In 1939 he emigrated to Mandatory Palestine and worked as headmaster of a school in Ramat Gan. In 1943 he was appointed director of the city's department of education, serving until 1952.

In 1951 he was elected to the Knesset on the General Zionists list, and was also a member of Ramat Gan city council, serving as deputy mayor responsible for education between 1955 and 1959. In 1952 he became chairman of the General Zionist Labour Federation, a role he held until 1965. By that time the General Zionists had merged into the Liberal Party, which had become a faction within the Gahal alliance (later Likud); Rimalt was appointed chairman of the Liberal Party's directorate in 1965, having won re-election to the Knesset in 1955, 1959, 1961 and 1965.
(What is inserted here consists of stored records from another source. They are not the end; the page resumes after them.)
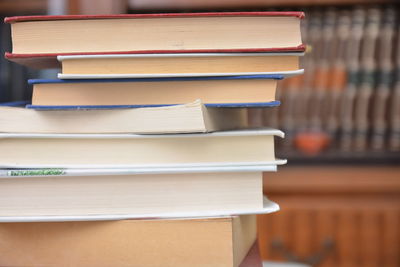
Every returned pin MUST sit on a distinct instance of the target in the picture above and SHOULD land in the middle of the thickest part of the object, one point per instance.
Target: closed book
(177, 65)
(155, 91)
(191, 117)
(54, 196)
(219, 242)
(152, 33)
(132, 150)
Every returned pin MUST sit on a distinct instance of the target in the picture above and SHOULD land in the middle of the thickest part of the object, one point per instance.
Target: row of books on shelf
(142, 155)
(349, 98)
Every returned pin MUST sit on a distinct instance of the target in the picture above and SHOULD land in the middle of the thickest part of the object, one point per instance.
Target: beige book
(134, 65)
(155, 32)
(130, 150)
(192, 117)
(169, 91)
(217, 242)
(59, 197)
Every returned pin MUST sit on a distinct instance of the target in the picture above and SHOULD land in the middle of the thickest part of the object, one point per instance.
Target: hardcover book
(159, 33)
(191, 117)
(155, 91)
(178, 65)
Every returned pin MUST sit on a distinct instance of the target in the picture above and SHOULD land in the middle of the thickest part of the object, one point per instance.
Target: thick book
(152, 33)
(155, 91)
(191, 117)
(178, 65)
(222, 242)
(133, 150)
(57, 197)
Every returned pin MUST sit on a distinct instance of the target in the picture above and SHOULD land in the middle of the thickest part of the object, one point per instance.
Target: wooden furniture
(333, 216)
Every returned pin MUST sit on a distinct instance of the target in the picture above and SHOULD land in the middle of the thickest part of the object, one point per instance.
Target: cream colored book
(155, 91)
(222, 242)
(131, 150)
(178, 65)
(107, 197)
(192, 117)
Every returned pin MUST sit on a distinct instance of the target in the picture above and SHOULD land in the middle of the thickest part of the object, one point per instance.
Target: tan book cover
(217, 242)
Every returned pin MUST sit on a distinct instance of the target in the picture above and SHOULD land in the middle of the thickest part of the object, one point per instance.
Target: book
(223, 242)
(367, 80)
(177, 65)
(191, 117)
(159, 33)
(385, 65)
(154, 91)
(132, 150)
(58, 197)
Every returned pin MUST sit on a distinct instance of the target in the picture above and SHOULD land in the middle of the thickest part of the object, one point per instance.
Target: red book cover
(43, 60)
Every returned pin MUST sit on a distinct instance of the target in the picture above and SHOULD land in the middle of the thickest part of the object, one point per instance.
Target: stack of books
(140, 154)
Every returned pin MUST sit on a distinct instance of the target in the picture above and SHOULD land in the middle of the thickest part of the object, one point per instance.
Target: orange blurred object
(312, 143)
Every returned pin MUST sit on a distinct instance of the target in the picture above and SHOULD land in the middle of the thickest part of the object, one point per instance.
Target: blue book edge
(163, 79)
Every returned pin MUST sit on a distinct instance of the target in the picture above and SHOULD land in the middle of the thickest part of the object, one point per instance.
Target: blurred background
(340, 192)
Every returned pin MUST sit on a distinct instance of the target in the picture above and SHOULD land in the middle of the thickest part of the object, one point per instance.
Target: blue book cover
(163, 79)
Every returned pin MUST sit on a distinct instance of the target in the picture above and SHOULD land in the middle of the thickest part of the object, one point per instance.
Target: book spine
(394, 107)
(385, 73)
(367, 82)
(353, 67)
(338, 76)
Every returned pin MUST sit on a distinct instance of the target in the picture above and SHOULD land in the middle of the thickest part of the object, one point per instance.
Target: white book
(112, 197)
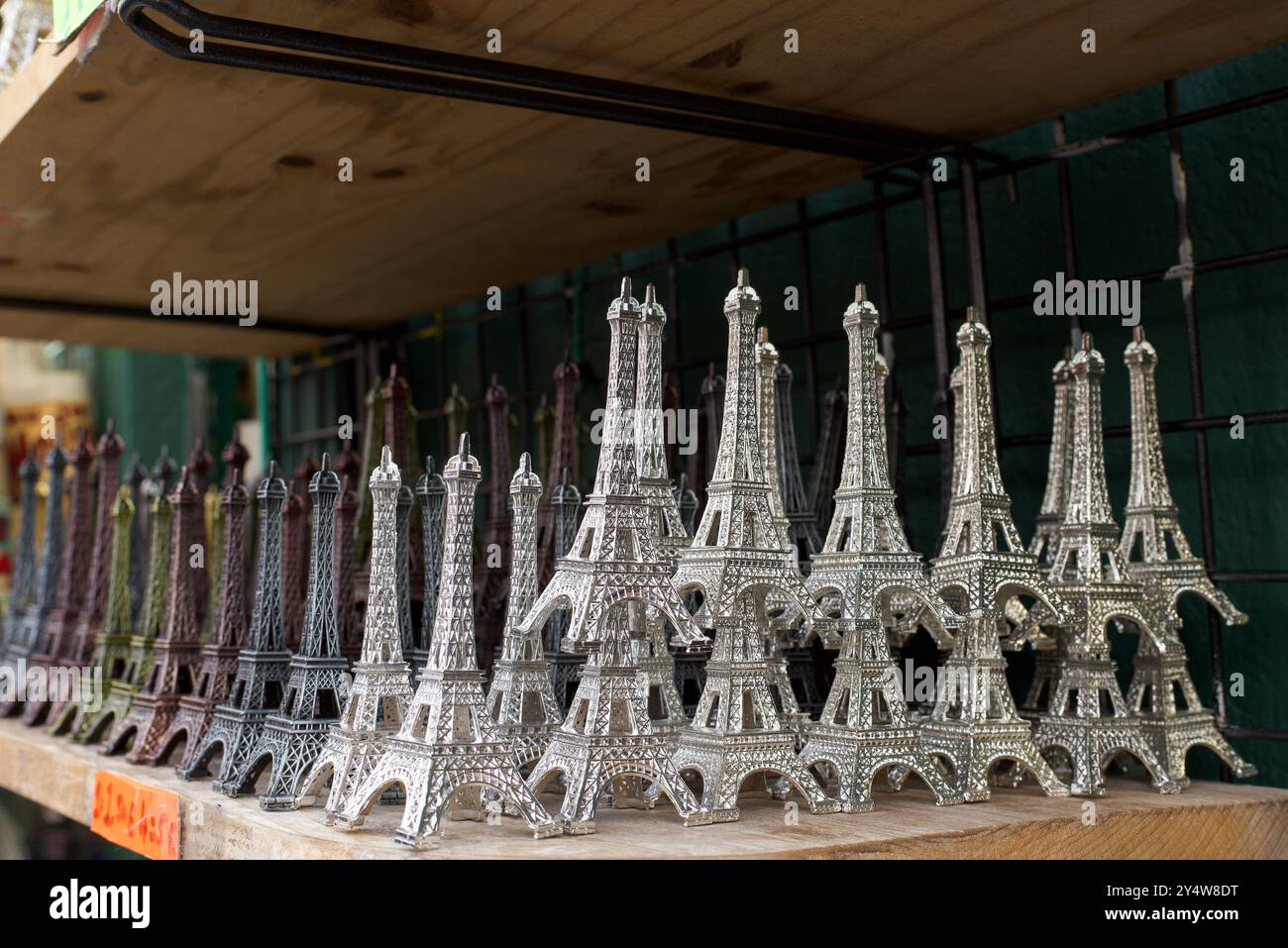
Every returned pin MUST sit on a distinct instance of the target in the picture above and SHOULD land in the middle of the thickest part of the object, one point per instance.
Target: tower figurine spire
(72, 579)
(1158, 557)
(380, 691)
(219, 657)
(520, 699)
(449, 742)
(175, 649)
(864, 566)
(262, 665)
(317, 683)
(606, 736)
(1087, 717)
(738, 559)
(980, 569)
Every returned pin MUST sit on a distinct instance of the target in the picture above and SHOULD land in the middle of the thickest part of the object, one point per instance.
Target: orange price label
(132, 814)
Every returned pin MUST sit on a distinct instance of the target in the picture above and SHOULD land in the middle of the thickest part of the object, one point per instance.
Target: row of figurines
(645, 653)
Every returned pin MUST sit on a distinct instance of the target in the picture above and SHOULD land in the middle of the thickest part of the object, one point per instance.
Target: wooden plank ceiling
(166, 165)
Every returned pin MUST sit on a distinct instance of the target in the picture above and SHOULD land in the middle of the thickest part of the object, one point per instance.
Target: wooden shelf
(1207, 820)
(166, 165)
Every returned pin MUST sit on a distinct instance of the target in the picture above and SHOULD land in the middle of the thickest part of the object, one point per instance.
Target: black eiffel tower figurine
(219, 657)
(318, 681)
(262, 666)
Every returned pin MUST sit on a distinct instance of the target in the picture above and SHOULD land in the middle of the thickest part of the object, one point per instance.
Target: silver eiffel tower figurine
(606, 736)
(565, 666)
(665, 707)
(1159, 558)
(380, 690)
(982, 567)
(781, 609)
(1087, 719)
(738, 559)
(318, 679)
(447, 745)
(864, 725)
(432, 493)
(520, 699)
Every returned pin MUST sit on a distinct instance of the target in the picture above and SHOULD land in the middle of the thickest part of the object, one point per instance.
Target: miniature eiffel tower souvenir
(1087, 720)
(112, 646)
(176, 648)
(864, 725)
(72, 581)
(111, 725)
(739, 557)
(1159, 558)
(318, 682)
(520, 698)
(980, 567)
(432, 492)
(263, 665)
(380, 691)
(613, 561)
(447, 745)
(217, 672)
(89, 625)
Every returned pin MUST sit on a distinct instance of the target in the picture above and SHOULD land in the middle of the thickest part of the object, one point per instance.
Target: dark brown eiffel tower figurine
(432, 491)
(198, 472)
(73, 579)
(108, 723)
(175, 651)
(493, 581)
(318, 682)
(218, 668)
(292, 567)
(1087, 719)
(89, 625)
(262, 666)
(563, 450)
(31, 625)
(1159, 558)
(22, 594)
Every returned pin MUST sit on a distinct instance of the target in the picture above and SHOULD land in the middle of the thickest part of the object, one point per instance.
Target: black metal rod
(412, 69)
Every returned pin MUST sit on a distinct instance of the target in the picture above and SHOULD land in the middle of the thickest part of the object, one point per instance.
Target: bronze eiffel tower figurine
(1087, 719)
(219, 657)
(1159, 558)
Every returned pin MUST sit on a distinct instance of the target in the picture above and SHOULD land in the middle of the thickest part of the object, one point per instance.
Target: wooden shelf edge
(1207, 820)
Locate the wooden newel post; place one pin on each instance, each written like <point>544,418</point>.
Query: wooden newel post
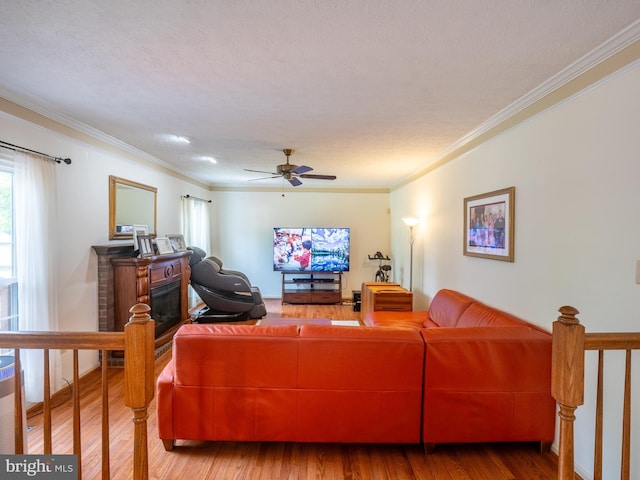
<point>139,339</point>
<point>567,382</point>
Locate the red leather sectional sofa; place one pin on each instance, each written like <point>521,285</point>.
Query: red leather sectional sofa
<point>459,372</point>
<point>309,383</point>
<point>487,374</point>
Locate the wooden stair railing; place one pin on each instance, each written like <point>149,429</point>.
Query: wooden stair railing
<point>137,341</point>
<point>567,386</point>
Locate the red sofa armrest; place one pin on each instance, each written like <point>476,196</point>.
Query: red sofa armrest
<point>486,384</point>
<point>164,402</point>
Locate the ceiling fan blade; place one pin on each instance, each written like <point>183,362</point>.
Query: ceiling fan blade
<point>319,177</point>
<point>262,178</point>
<point>261,171</point>
<point>301,169</point>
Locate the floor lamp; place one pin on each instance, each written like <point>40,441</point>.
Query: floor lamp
<point>411,222</point>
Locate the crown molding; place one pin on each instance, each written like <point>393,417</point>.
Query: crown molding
<point>618,52</point>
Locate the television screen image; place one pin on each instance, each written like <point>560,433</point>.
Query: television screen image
<point>311,249</point>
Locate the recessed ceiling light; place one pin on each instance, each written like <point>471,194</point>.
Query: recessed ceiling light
<point>208,159</point>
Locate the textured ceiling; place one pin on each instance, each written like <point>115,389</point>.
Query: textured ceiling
<point>368,90</point>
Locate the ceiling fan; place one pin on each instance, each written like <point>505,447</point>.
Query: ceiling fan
<point>292,173</point>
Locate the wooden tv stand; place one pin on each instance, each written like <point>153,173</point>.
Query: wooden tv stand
<point>308,287</point>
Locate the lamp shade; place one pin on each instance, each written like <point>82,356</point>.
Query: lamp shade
<point>411,221</point>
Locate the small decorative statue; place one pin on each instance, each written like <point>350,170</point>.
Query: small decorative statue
<point>382,275</point>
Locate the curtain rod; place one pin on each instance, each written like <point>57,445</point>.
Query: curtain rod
<point>196,198</point>
<point>16,148</point>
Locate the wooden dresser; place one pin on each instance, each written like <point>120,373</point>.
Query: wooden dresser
<point>160,281</point>
<point>385,296</point>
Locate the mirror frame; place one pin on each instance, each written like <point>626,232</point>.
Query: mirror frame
<point>113,188</point>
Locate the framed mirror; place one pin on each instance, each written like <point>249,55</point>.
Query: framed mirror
<point>130,203</point>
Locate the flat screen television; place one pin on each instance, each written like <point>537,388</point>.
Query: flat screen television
<point>311,249</point>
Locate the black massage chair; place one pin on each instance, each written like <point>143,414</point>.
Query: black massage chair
<point>228,294</point>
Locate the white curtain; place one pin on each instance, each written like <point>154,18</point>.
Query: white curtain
<point>35,213</point>
<point>195,223</point>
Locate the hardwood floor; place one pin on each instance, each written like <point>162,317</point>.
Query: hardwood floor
<point>262,460</point>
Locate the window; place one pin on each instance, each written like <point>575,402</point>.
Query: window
<point>8,277</point>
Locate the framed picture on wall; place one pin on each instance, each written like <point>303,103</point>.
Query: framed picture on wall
<point>145,245</point>
<point>489,225</point>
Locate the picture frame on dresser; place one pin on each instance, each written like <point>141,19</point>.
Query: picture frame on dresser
<point>137,231</point>
<point>164,245</point>
<point>177,242</point>
<point>145,246</point>
<point>489,225</point>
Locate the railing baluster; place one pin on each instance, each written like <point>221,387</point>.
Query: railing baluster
<point>18,402</point>
<point>46,405</point>
<point>597,455</point>
<point>77,440</point>
<point>567,382</point>
<point>626,421</point>
<point>106,468</point>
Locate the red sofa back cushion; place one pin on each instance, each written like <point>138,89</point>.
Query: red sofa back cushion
<point>205,355</point>
<point>480,315</point>
<point>447,306</point>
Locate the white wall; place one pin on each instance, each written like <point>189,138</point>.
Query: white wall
<point>243,225</point>
<point>576,170</point>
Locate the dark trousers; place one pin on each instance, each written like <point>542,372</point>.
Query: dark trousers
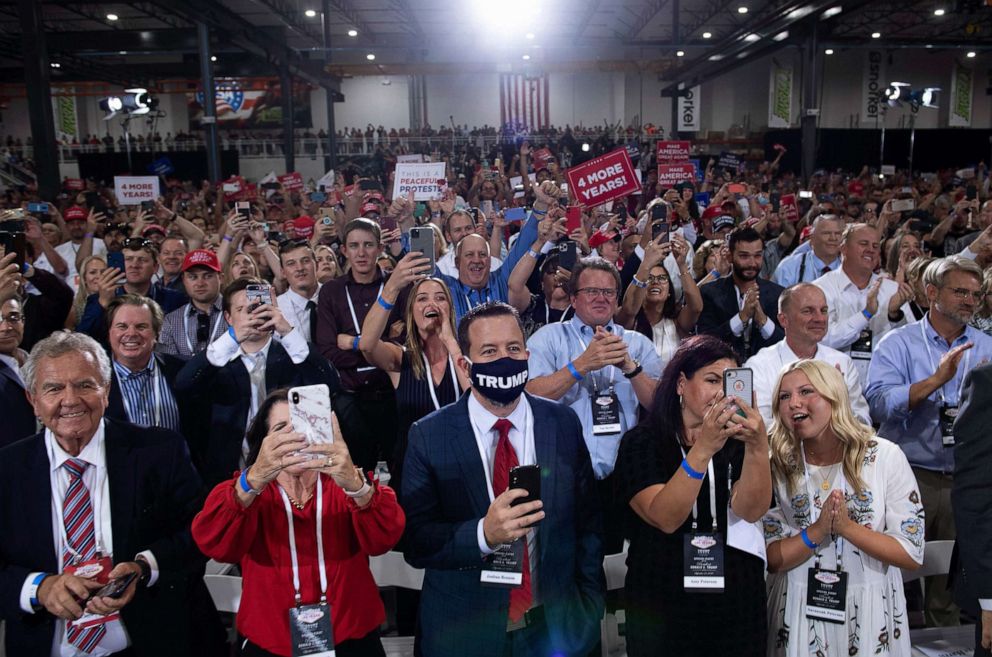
<point>367,646</point>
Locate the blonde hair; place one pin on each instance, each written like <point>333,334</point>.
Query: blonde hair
<point>786,451</point>
<point>414,349</point>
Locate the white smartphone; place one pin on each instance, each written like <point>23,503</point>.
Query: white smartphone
<point>310,412</point>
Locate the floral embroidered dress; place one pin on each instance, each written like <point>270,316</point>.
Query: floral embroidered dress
<point>876,607</point>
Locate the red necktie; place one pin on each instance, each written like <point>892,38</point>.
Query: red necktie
<point>521,597</point>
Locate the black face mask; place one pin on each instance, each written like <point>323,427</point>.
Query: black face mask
<point>501,380</point>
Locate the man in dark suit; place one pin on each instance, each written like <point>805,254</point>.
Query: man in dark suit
<point>971,499</point>
<point>260,352</point>
<point>88,500</point>
<point>742,309</point>
<point>460,511</point>
<point>18,416</point>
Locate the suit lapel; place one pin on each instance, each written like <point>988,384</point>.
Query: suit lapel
<point>120,480</point>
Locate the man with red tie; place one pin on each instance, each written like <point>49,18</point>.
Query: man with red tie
<point>504,576</point>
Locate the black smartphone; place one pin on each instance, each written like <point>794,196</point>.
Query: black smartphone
<point>661,228</point>
<point>527,477</point>
<point>567,258</point>
<point>116,587</point>
<point>422,239</point>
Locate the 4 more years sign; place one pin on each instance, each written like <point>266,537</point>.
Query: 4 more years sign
<point>603,179</point>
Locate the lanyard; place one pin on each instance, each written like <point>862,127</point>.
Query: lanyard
<point>351,307</point>
<point>322,567</point>
<point>967,355</point>
<point>430,379</point>
<point>838,541</point>
<point>711,478</point>
<point>213,329</point>
<point>582,342</point>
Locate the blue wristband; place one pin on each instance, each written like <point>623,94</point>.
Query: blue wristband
<point>808,541</point>
<point>695,474</point>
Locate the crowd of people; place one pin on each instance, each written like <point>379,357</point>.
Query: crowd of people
<point>540,394</point>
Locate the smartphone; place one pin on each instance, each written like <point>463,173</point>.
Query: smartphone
<point>661,228</point>
<point>527,477</point>
<point>115,259</point>
<point>422,239</point>
<point>903,204</point>
<point>310,413</point>
<point>573,218</point>
<point>258,295</point>
<point>116,587</point>
<point>567,258</point>
<point>739,382</point>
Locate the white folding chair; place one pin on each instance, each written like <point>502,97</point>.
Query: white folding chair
<point>938,640</point>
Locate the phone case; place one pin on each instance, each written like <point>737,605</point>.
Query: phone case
<point>310,412</point>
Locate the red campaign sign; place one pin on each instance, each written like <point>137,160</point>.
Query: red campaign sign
<point>603,179</point>
<point>670,175</point>
<point>788,208</point>
<point>673,151</point>
<point>543,158</point>
<point>293,182</point>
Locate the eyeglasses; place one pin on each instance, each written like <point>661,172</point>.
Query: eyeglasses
<point>961,294</point>
<point>593,292</point>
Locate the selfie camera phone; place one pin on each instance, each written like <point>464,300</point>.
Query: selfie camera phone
<point>310,413</point>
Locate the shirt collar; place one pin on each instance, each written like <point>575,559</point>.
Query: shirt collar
<point>94,452</point>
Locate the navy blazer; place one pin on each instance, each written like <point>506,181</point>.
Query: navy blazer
<point>154,494</point>
<point>224,394</point>
<point>445,495</point>
<point>17,419</point>
<point>720,305</point>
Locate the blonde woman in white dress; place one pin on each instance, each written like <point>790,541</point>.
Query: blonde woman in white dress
<point>847,508</point>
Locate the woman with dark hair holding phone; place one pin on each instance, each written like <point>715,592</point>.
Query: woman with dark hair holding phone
<point>422,370</point>
<point>848,511</point>
<point>695,472</point>
<point>301,520</point>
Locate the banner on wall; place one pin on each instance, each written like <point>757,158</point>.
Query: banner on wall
<point>780,96</point>
<point>962,91</point>
<point>688,109</point>
<point>872,87</point>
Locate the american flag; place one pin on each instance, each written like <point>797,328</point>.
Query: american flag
<point>523,100</point>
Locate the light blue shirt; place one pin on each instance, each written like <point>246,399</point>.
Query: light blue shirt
<point>903,357</point>
<point>553,346</point>
<point>787,272</point>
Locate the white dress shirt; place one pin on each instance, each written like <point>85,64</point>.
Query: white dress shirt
<point>96,481</point>
<point>294,308</point>
<point>770,361</point>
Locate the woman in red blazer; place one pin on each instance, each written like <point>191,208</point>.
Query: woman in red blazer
<point>245,521</point>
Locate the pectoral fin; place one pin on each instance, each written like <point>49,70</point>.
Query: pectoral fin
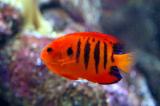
<point>115,72</point>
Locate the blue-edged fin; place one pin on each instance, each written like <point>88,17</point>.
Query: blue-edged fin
<point>124,61</point>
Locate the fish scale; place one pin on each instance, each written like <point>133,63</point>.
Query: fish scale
<point>87,55</point>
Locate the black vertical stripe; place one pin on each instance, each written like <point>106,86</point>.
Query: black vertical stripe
<point>86,53</point>
<point>97,55</point>
<point>112,59</point>
<point>105,55</point>
<point>78,50</point>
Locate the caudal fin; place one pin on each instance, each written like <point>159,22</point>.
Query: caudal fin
<point>124,61</point>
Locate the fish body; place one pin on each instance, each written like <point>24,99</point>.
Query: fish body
<point>93,56</point>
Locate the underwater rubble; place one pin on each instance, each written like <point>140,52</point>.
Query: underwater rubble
<point>26,81</point>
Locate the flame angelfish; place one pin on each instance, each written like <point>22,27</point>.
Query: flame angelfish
<point>92,56</point>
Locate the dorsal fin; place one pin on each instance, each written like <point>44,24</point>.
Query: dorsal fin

Following the formation of a national unity government after the 1969 elections, Rimalt was appointed Minister of Postal Services. However, he left the cabinet in 1970 when Gahal withdrew from the coalition. The following year he became chairman of the Liberal Party, a role he held until 1975. He chose not to run for re-election in the 1977 elections, having been an MK for just under 26 years. He was considered a leading contender for the 1978 presidential election, but did not stand as a candidate.

Streets in Ramat Gan and Ra'anana are named after him.